Not entirely so. And everyone who was at Oasis’ Detroit show earlier this year knows it. The band rocked the mop tops off the neo-invasion legions at the sold-out State Theatre performance. Huge video screens and a soundboard that could probably launch a spaceship furthered Oasis’ “rock ’n’ roll star” status. The band’s music crosses almost every barrier that exists in this sub-sub-subcategorized and oversaturated culture, where taste is specific and anything that doesn’t fit inside your comfort zone is shite. Oasis is a rock ’n’ roll band. Sure, the albums are polished and pretty — and I was just as sick as everyone else (maybe more) when “Live Forever” was in the every-other-song radio rotation — but they also house an unkempt Sex Pistols belligerence. And this attitude is ever apparent onstage, when flames roar from Liam’s stuck-out chest and spikes shoot from Noel’s guitar.

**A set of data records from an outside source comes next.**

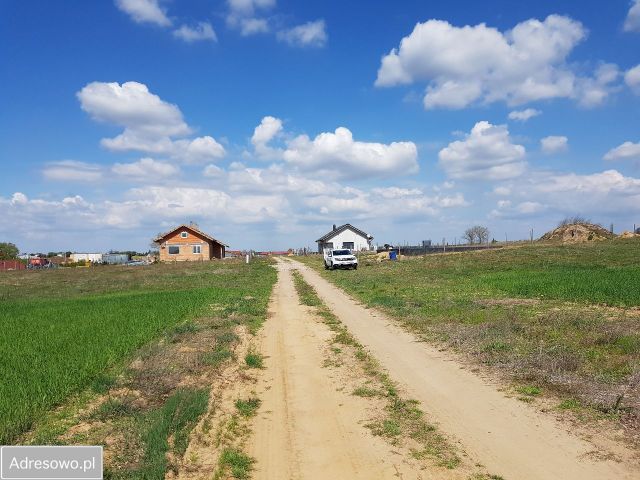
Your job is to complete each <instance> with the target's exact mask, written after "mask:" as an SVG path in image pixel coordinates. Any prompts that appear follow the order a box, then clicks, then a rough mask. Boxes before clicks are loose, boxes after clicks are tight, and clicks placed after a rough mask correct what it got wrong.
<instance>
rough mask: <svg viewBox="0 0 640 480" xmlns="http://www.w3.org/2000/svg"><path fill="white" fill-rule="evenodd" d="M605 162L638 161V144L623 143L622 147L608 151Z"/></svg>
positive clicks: (638, 143)
mask: <svg viewBox="0 0 640 480" xmlns="http://www.w3.org/2000/svg"><path fill="white" fill-rule="evenodd" d="M604 159H605V160H608V161H613V160H640V143H632V142H624V143H623V144H622V145H619V146H617V147H616V148H612V149H611V150H609V151H608V152H607V153H606V154H605V156H604Z"/></svg>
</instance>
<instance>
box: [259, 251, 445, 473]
mask: <svg viewBox="0 0 640 480" xmlns="http://www.w3.org/2000/svg"><path fill="white" fill-rule="evenodd" d="M292 267H293V265H292V264H290V263H288V262H286V263H285V262H280V263H279V264H278V270H279V277H278V283H277V284H276V286H275V289H274V293H273V297H272V301H271V305H270V312H269V313H270V315H269V318H268V320H267V322H266V323H265V326H264V328H263V330H262V332H261V351H262V353H263V354H264V355H265V357H266V358H265V366H266V368H265V370H264V371H263V374H262V378H260V379H259V381H258V385H257V387H256V389H257V392H256V393H257V394H258V396H259V397H260V398H261V399H262V406H261V408H260V410H259V412H258V416H257V417H256V418H255V420H254V422H253V424H252V427H251V428H252V431H253V434H252V436H251V438H250V439H249V442H248V446H247V448H248V452H249V454H250V455H251V456H253V457H254V458H255V459H256V460H257V462H256V465H255V467H256V469H255V471H254V473H253V476H252V478H257V479H269V480H273V479H283V480H284V479H312V480H313V479H322V480H326V479H336V480H337V479H367V480H373V479H397V478H403V479H422V478H452V477H451V476H450V475H448V474H447V473H446V472H444V475H441V476H439V477H434V476H431V475H428V474H427V472H425V471H424V470H421V469H420V468H415V467H413V466H411V465H409V464H408V463H407V462H406V461H405V460H404V459H403V457H402V456H400V455H397V454H395V453H394V452H393V451H392V449H391V446H390V445H389V444H387V443H386V442H385V441H384V440H383V439H381V438H379V437H374V436H373V435H371V433H370V432H369V431H368V429H367V428H365V427H364V426H363V425H362V424H361V423H362V422H364V421H366V405H363V402H365V400H363V399H361V398H358V397H354V396H352V395H351V391H343V389H341V388H340V386H341V385H340V383H339V380H338V379H336V378H334V377H333V375H332V371H331V369H330V368H323V360H324V356H323V348H327V343H326V342H327V340H328V339H329V338H330V337H331V332H330V331H329V329H328V328H327V327H326V326H325V325H323V324H322V323H320V322H319V321H317V320H316V319H315V318H314V317H313V316H312V315H311V314H310V313H309V310H308V308H307V307H304V306H302V305H300V303H299V300H298V296H297V293H296V290H295V287H294V283H293V278H292V275H291V269H292ZM440 470H442V469H440Z"/></svg>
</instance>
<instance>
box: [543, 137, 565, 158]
mask: <svg viewBox="0 0 640 480" xmlns="http://www.w3.org/2000/svg"><path fill="white" fill-rule="evenodd" d="M540 148H542V151H543V152H544V153H546V154H552V153H560V152H566V151H567V150H568V149H569V139H568V138H567V137H563V136H560V135H551V136H549V137H544V138H543V139H541V140H540Z"/></svg>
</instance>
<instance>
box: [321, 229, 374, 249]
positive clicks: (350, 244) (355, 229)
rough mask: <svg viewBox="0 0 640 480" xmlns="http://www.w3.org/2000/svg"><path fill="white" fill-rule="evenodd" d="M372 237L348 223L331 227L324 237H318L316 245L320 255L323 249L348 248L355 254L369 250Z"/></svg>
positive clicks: (369, 235)
mask: <svg viewBox="0 0 640 480" xmlns="http://www.w3.org/2000/svg"><path fill="white" fill-rule="evenodd" d="M372 240H373V236H371V235H369V234H368V233H365V232H363V231H362V230H360V229H358V228H356V227H354V226H353V225H351V224H350V223H346V224H344V225H342V226H340V227H336V226H335V225H334V226H333V230H331V231H330V232H329V233H327V234H326V235H323V236H322V237H320V238H319V239H318V240H316V242H317V243H318V252H319V253H322V251H323V250H324V249H325V248H348V249H350V250H353V251H355V252H359V251H361V250H371V249H372V248H373V247H372V246H371V241H372Z"/></svg>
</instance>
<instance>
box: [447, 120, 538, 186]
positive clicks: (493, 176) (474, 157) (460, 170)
mask: <svg viewBox="0 0 640 480" xmlns="http://www.w3.org/2000/svg"><path fill="white" fill-rule="evenodd" d="M525 155H526V151H525V148H524V147H523V146H522V145H516V144H514V143H512V142H511V138H510V136H509V131H508V130H507V127H506V126H504V125H492V124H491V123H489V122H478V123H476V124H475V126H474V127H473V128H472V129H471V132H470V133H469V134H468V135H466V136H465V138H464V140H458V141H455V142H452V143H450V144H449V145H448V146H447V147H445V148H443V149H442V150H440V152H439V154H438V159H439V164H440V166H441V167H442V168H443V169H444V171H445V172H446V173H447V175H448V176H449V177H451V178H456V179H477V180H504V179H508V178H514V177H518V176H520V175H522V173H524V171H525V169H526V167H527V162H526V161H525Z"/></svg>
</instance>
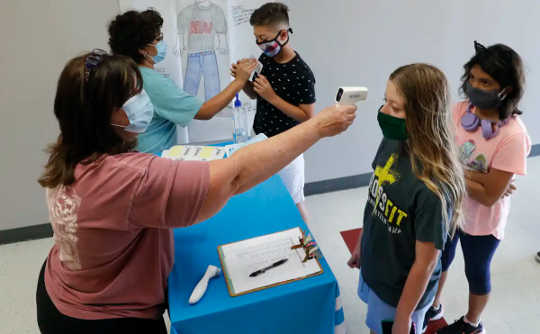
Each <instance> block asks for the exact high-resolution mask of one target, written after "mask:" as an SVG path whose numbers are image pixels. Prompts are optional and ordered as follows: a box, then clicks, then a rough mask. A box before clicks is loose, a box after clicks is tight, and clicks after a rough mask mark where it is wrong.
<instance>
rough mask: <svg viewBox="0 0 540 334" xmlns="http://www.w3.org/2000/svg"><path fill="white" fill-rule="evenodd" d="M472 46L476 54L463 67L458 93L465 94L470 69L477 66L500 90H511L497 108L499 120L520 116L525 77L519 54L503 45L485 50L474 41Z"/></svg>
mask: <svg viewBox="0 0 540 334" xmlns="http://www.w3.org/2000/svg"><path fill="white" fill-rule="evenodd" d="M474 45H475V50H476V54H475V55H474V56H473V57H472V58H471V59H470V60H469V61H468V62H467V63H466V64H465V65H463V69H464V70H465V73H463V76H462V77H461V88H460V91H461V92H462V93H463V92H465V85H466V83H467V81H468V80H469V76H470V73H471V69H472V68H473V66H474V65H478V66H480V67H481V68H482V70H483V71H484V72H486V73H487V74H489V76H491V77H492V78H493V79H495V81H497V83H499V85H500V86H501V89H503V88H505V87H511V88H512V91H511V92H509V93H508V95H507V96H506V98H505V99H504V100H503V101H502V103H501V105H500V106H499V118H500V119H506V118H508V117H510V116H512V115H521V114H522V112H521V111H520V110H519V109H518V108H517V106H518V104H519V101H520V100H521V97H522V96H523V93H524V91H525V75H524V73H523V72H524V71H523V63H522V61H521V57H520V56H519V54H517V52H515V51H514V50H513V49H512V48H510V47H508V46H506V45H504V44H495V45H491V46H489V47H487V48H486V47H484V46H482V45H481V44H480V43H477V42H476V41H475V44H474Z"/></svg>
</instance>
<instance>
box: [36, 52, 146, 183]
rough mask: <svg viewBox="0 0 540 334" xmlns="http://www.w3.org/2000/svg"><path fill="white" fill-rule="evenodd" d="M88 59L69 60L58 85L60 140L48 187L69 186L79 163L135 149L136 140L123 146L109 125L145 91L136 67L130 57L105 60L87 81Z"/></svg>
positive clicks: (52, 163) (43, 175) (57, 111)
mask: <svg viewBox="0 0 540 334" xmlns="http://www.w3.org/2000/svg"><path fill="white" fill-rule="evenodd" d="M89 55H91V53H87V54H84V55H82V56H79V57H76V58H74V59H72V60H70V61H69V62H68V63H67V64H66V66H65V67H64V70H63V71H62V74H61V75H60V79H59V80H58V86H57V89H56V97H55V99H54V115H55V116H56V119H57V120H58V124H59V126H60V135H59V136H58V139H57V141H56V143H54V144H51V145H50V146H49V147H48V149H47V152H48V153H49V154H50V156H49V160H48V162H47V164H46V165H45V171H44V173H43V175H42V176H41V177H40V178H39V180H38V182H39V184H41V185H42V186H43V187H47V188H55V187H57V186H59V185H70V184H72V183H73V182H74V181H75V176H74V173H75V167H76V166H77V164H79V163H83V164H87V163H91V162H94V161H96V160H97V159H99V158H100V157H101V156H102V155H104V154H118V153H123V152H128V151H131V150H132V149H134V147H135V145H136V141H132V142H126V141H124V140H123V139H122V138H121V137H120V136H119V135H118V134H117V133H116V132H115V131H114V129H113V127H112V126H111V124H110V123H111V115H112V113H113V111H114V110H116V109H118V108H121V107H122V105H123V104H124V103H125V102H126V101H127V100H128V99H129V98H130V97H131V96H133V95H135V94H137V93H139V92H140V91H141V89H142V86H143V81H142V76H141V73H140V72H139V68H138V67H137V64H135V62H134V61H133V60H132V59H131V58H128V57H126V56H119V55H114V56H113V55H104V56H102V57H103V58H102V61H101V62H100V63H99V65H97V67H95V68H94V69H92V70H91V71H90V72H89V74H87V75H86V77H85V72H86V66H85V62H86V59H87V57H88V56H89Z"/></svg>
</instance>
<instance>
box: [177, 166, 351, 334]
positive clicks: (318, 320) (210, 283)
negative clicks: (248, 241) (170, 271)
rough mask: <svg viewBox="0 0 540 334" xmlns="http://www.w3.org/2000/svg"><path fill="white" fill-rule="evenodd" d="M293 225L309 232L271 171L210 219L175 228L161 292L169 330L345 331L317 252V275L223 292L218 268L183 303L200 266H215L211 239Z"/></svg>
mask: <svg viewBox="0 0 540 334" xmlns="http://www.w3.org/2000/svg"><path fill="white" fill-rule="evenodd" d="M296 226H299V227H300V228H302V229H303V230H305V231H307V232H309V231H308V229H307V226H306V225H305V223H304V222H303V220H302V218H301V216H300V214H299V212H298V210H297V208H296V206H295V204H294V202H293V201H292V199H291V197H290V196H289V193H288V192H287V189H286V188H285V186H284V185H283V183H282V182H281V179H280V178H279V176H278V175H274V176H273V177H271V178H270V179H268V180H267V181H265V182H263V183H261V184H260V185H258V186H256V187H255V188H253V189H251V190H249V191H247V192H246V193H244V194H240V195H237V196H234V197H233V198H231V199H230V200H229V202H228V203H227V204H226V205H225V207H224V208H223V209H222V210H221V211H220V212H219V213H218V214H217V215H215V216H214V217H212V218H211V219H209V220H207V221H205V222H202V223H200V224H196V225H193V226H190V227H187V228H177V229H175V230H174V243H175V246H174V248H175V251H174V253H175V254H174V256H175V263H174V267H173V269H172V272H171V274H170V276H169V298H168V299H169V315H170V320H171V333H178V334H192V333H235V334H240V333H250V334H256V333H261V334H262V333H264V334H275V333H280V334H287V333H291V334H292V333H294V334H299V333H310V334H319V333H320V334H323V333H324V334H331V333H336V334H338V333H345V324H344V319H343V309H342V306H341V302H340V298H339V288H338V284H337V281H336V278H335V277H334V274H333V273H332V271H331V270H330V267H329V266H328V263H327V262H326V260H325V259H324V256H323V257H322V258H321V259H320V263H321V266H322V268H323V271H324V272H323V274H321V275H318V276H314V277H310V278H306V279H303V280H300V281H295V282H292V283H288V284H284V285H280V286H276V287H272V288H269V289H265V290H262V291H257V292H253V293H249V294H246V295H241V296H237V297H231V296H230V295H229V293H228V290H227V285H226V282H225V279H224V277H223V274H221V275H220V276H219V277H216V278H213V279H212V280H211V281H210V283H209V285H208V290H207V292H206V294H205V296H204V297H203V298H202V299H201V300H200V301H199V302H198V303H197V304H195V305H190V304H189V303H188V299H189V296H190V295H191V292H192V290H193V288H194V287H195V285H196V284H197V282H198V281H199V280H200V279H201V277H202V276H203V274H204V272H205V271H206V268H207V266H208V265H209V264H212V265H215V266H218V267H221V265H220V261H219V256H218V252H217V247H218V246H219V245H221V244H226V243H230V242H234V241H239V240H244V239H247V238H252V237H256V236H260V235H264V234H268V233H273V232H278V231H283V230H286V229H289V228H293V227H296ZM322 251H323V255H324V250H322Z"/></svg>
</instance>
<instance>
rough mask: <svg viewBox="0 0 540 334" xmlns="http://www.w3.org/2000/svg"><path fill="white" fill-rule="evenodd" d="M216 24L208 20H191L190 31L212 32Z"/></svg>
mask: <svg viewBox="0 0 540 334" xmlns="http://www.w3.org/2000/svg"><path fill="white" fill-rule="evenodd" d="M213 27H214V24H213V23H212V22H206V21H191V22H190V30H189V32H190V33H192V34H211V33H212V29H213Z"/></svg>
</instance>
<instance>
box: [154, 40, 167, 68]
mask: <svg viewBox="0 0 540 334" xmlns="http://www.w3.org/2000/svg"><path fill="white" fill-rule="evenodd" d="M156 49H157V50H158V53H157V55H155V56H154V57H153V58H152V59H153V60H154V63H156V64H157V63H159V62H161V61H163V59H165V55H167V43H165V41H164V40H161V41H159V42H158V43H157V44H156Z"/></svg>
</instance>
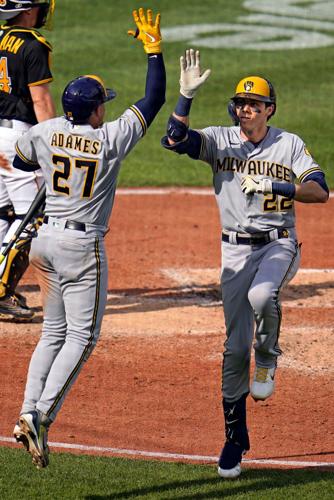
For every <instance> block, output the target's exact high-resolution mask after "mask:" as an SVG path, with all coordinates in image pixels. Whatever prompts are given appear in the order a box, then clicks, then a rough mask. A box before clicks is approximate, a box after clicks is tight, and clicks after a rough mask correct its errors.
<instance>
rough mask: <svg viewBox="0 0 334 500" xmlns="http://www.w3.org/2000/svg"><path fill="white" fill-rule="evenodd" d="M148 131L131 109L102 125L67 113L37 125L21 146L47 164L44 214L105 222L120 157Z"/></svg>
mask: <svg viewBox="0 0 334 500" xmlns="http://www.w3.org/2000/svg"><path fill="white" fill-rule="evenodd" d="M140 118H141V119H142V120H144V119H143V117H142V116H141V115H140ZM143 123H144V122H143ZM144 130H145V129H144V127H143V125H142V123H141V121H140V119H139V118H138V117H137V116H136V114H135V113H134V112H133V111H132V110H131V109H127V110H126V111H125V112H124V113H123V115H121V116H120V117H119V118H118V119H117V120H115V121H112V122H107V123H105V124H103V125H102V127H101V128H98V129H94V128H92V127H91V126H90V125H87V124H86V125H72V124H71V123H70V122H69V121H68V120H66V119H65V118H64V117H59V118H54V119H51V120H47V121H45V122H41V123H39V124H37V125H35V126H34V127H32V128H31V129H30V130H29V131H28V132H27V133H26V134H24V135H23V136H22V137H21V138H20V139H19V140H18V143H17V146H16V151H17V154H18V155H19V156H20V157H21V158H22V159H23V160H24V161H25V162H29V163H30V164H31V165H34V164H36V163H38V164H39V165H40V167H41V169H42V172H43V176H44V179H45V184H46V208H45V214H46V215H49V216H54V217H60V218H64V219H71V220H76V221H80V222H84V223H90V224H94V225H95V224H96V225H100V226H105V227H106V226H107V225H108V220H109V216H110V213H111V210H112V206H113V202H114V196H115V190H116V181H117V175H118V172H119V169H120V164H121V161H122V160H123V158H125V156H126V155H127V154H128V153H129V152H130V151H131V149H132V148H133V147H134V146H135V145H136V143H137V142H138V140H139V139H140V138H141V137H142V136H143V133H144Z"/></svg>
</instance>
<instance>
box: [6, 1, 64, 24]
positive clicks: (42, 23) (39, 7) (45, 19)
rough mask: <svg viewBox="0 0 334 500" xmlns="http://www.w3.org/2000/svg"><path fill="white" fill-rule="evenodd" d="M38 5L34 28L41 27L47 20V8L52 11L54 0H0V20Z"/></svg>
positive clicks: (12, 16)
mask: <svg viewBox="0 0 334 500" xmlns="http://www.w3.org/2000/svg"><path fill="white" fill-rule="evenodd" d="M34 7H39V12H38V18H37V22H36V25H35V26H34V28H41V27H42V26H44V24H45V23H46V20H47V16H48V12H49V8H50V7H51V8H50V11H51V14H52V13H53V11H54V7H55V0H46V1H40V0H0V20H1V21H8V20H9V19H12V18H13V17H16V16H17V15H18V14H20V13H21V12H24V11H25V10H29V9H32V8H34Z"/></svg>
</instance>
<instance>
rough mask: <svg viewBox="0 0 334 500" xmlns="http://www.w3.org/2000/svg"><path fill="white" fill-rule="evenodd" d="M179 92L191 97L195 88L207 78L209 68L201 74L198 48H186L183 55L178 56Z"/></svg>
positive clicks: (193, 96)
mask: <svg viewBox="0 0 334 500" xmlns="http://www.w3.org/2000/svg"><path fill="white" fill-rule="evenodd" d="M180 68H181V75H180V93H181V94H182V95H183V96H184V97H187V98H188V99H192V98H193V97H194V95H195V94H196V92H197V90H198V89H199V87H200V86H201V85H203V83H204V82H205V81H206V80H207V78H209V75H210V73H211V69H207V70H206V71H204V73H203V74H201V65H200V54H199V50H196V52H195V51H194V49H188V50H186V52H185V55H184V56H181V57H180Z"/></svg>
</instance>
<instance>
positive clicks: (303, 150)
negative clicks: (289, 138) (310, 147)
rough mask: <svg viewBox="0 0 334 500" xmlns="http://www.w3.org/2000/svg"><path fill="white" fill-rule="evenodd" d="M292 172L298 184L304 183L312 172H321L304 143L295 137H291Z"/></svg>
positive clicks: (297, 136) (295, 136)
mask: <svg viewBox="0 0 334 500" xmlns="http://www.w3.org/2000/svg"><path fill="white" fill-rule="evenodd" d="M292 171H293V173H294V175H295V176H296V178H297V180H298V181H299V182H304V181H306V180H307V176H308V175H310V174H312V173H314V172H322V170H321V168H320V167H319V165H318V164H317V163H316V162H315V161H314V159H313V158H312V156H311V154H310V153H309V151H308V150H307V148H306V146H305V143H304V142H303V141H302V139H301V138H300V137H298V136H297V135H293V150H292Z"/></svg>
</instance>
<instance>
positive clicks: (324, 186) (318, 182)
mask: <svg viewBox="0 0 334 500" xmlns="http://www.w3.org/2000/svg"><path fill="white" fill-rule="evenodd" d="M307 181H314V182H317V183H318V184H319V186H321V187H322V189H324V190H325V191H326V192H327V193H328V194H329V189H328V186H327V183H326V179H325V174H324V173H323V172H313V173H312V174H310V175H308V176H307V177H306V178H305V179H303V182H307Z"/></svg>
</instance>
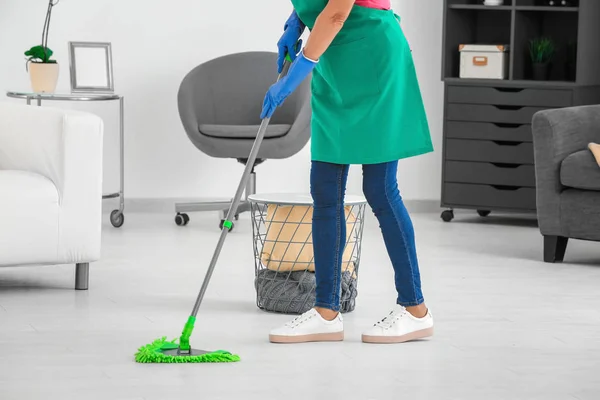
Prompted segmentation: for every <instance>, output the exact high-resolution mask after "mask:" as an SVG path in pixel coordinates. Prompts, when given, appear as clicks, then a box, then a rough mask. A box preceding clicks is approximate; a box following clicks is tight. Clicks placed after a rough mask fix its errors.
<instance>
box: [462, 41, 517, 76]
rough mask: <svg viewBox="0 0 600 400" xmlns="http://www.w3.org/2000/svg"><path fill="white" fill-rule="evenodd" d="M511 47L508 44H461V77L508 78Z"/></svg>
mask: <svg viewBox="0 0 600 400" xmlns="http://www.w3.org/2000/svg"><path fill="white" fill-rule="evenodd" d="M509 48H510V46H508V45H480V44H461V45H460V47H459V51H460V77H461V78H476V79H507V78H508V59H509Z"/></svg>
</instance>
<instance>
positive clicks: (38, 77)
mask: <svg viewBox="0 0 600 400" xmlns="http://www.w3.org/2000/svg"><path fill="white" fill-rule="evenodd" d="M59 1H60V0H48V11H47V12H46V20H45V21H44V29H43V30H42V43H41V44H39V45H37V46H33V47H32V48H30V49H29V50H27V51H26V52H25V57H27V63H26V64H25V68H26V69H27V70H28V71H29V76H30V79H31V88H32V89H33V91H34V92H36V93H52V92H54V90H55V89H56V84H57V82H58V72H59V69H58V63H57V62H56V60H53V59H52V55H53V54H54V53H53V52H52V50H50V48H49V47H48V33H49V31H50V19H51V17H52V9H53V8H54V6H56V5H57V4H58V3H59Z"/></svg>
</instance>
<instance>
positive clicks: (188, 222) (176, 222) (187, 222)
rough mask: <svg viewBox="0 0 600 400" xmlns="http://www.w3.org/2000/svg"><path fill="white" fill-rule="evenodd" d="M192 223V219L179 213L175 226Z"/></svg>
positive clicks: (186, 214) (177, 213)
mask: <svg viewBox="0 0 600 400" xmlns="http://www.w3.org/2000/svg"><path fill="white" fill-rule="evenodd" d="M189 222H190V217H189V215H187V214H181V213H177V215H176V216H175V224H177V226H186V225H187V224H188V223H189Z"/></svg>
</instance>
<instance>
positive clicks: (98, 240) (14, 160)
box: [0, 103, 103, 263]
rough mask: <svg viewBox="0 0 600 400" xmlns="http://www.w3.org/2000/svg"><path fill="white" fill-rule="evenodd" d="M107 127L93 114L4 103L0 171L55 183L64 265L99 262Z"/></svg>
mask: <svg viewBox="0 0 600 400" xmlns="http://www.w3.org/2000/svg"><path fill="white" fill-rule="evenodd" d="M102 147H103V122H102V120H101V119H100V118H99V117H97V116H94V115H91V114H87V113H81V112H74V111H63V110H58V109H52V108H46V107H31V106H21V105H13V104H8V103H1V104H0V169H11V170H20V171H29V172H33V173H36V174H39V175H42V176H44V177H46V178H48V179H49V180H51V181H52V182H53V183H54V185H55V186H56V189H57V191H58V195H59V202H60V203H59V207H60V216H59V232H58V235H59V242H58V250H57V260H58V261H59V262H64V263H67V262H90V261H95V260H97V259H98V258H99V257H100V243H101V228H102Z"/></svg>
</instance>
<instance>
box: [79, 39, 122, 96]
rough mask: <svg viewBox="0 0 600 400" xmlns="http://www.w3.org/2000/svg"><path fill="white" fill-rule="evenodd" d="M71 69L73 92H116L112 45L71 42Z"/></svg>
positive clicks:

You knew a live album was coming, especially with the talent of the new lineup, including Gem on rhythm guitar and bassist Andy Bell alongside Noel, Liam and Alan White on drums. Recorded at the two packed-to-capacity Wembley Stadium shows last summer, Familiar to Millions is the two-CD sound track to a DVD and VHS account of “Britain’s finest rock ’n’ roll band at the peak of their form.” The recording not only radiates the arrogance that would lead somebody to print the above statement on the back cover. It exudes the band’s live dynamism and perpetuates the drama of musicians constantly on edge.
“Turn the fookin’ light off … ’ere you go. Not that fookin’ ’ard,” Liam jeers to the crew before coursing through a swaggering version of “Cigarettes and Alcohol.” Then he says quietly, “This is for all the people in the front row.” Of course, that would be considerate — so following that statement comes: “Not you or you, but, yeah, you.” Sure, this crudeness and the brothers’ personal problems are exploited, but you can tell the fans aren’t only there to get spit on and see the band assaulted by bottles (though a live album just wouldn’t be the same without it). Other highlights include an emotionally biting and sincere version of Neil Young’s “Hey Hey, My My (Into the Black).” You can’t escape the honesty and exhaustion in “Rock ’n’ Roll Star.” And hearing the band tear right through chants of O-A-SIS! O-A-SIS with “Fuckin’ in the Bushes” at the start of the first night is priceless.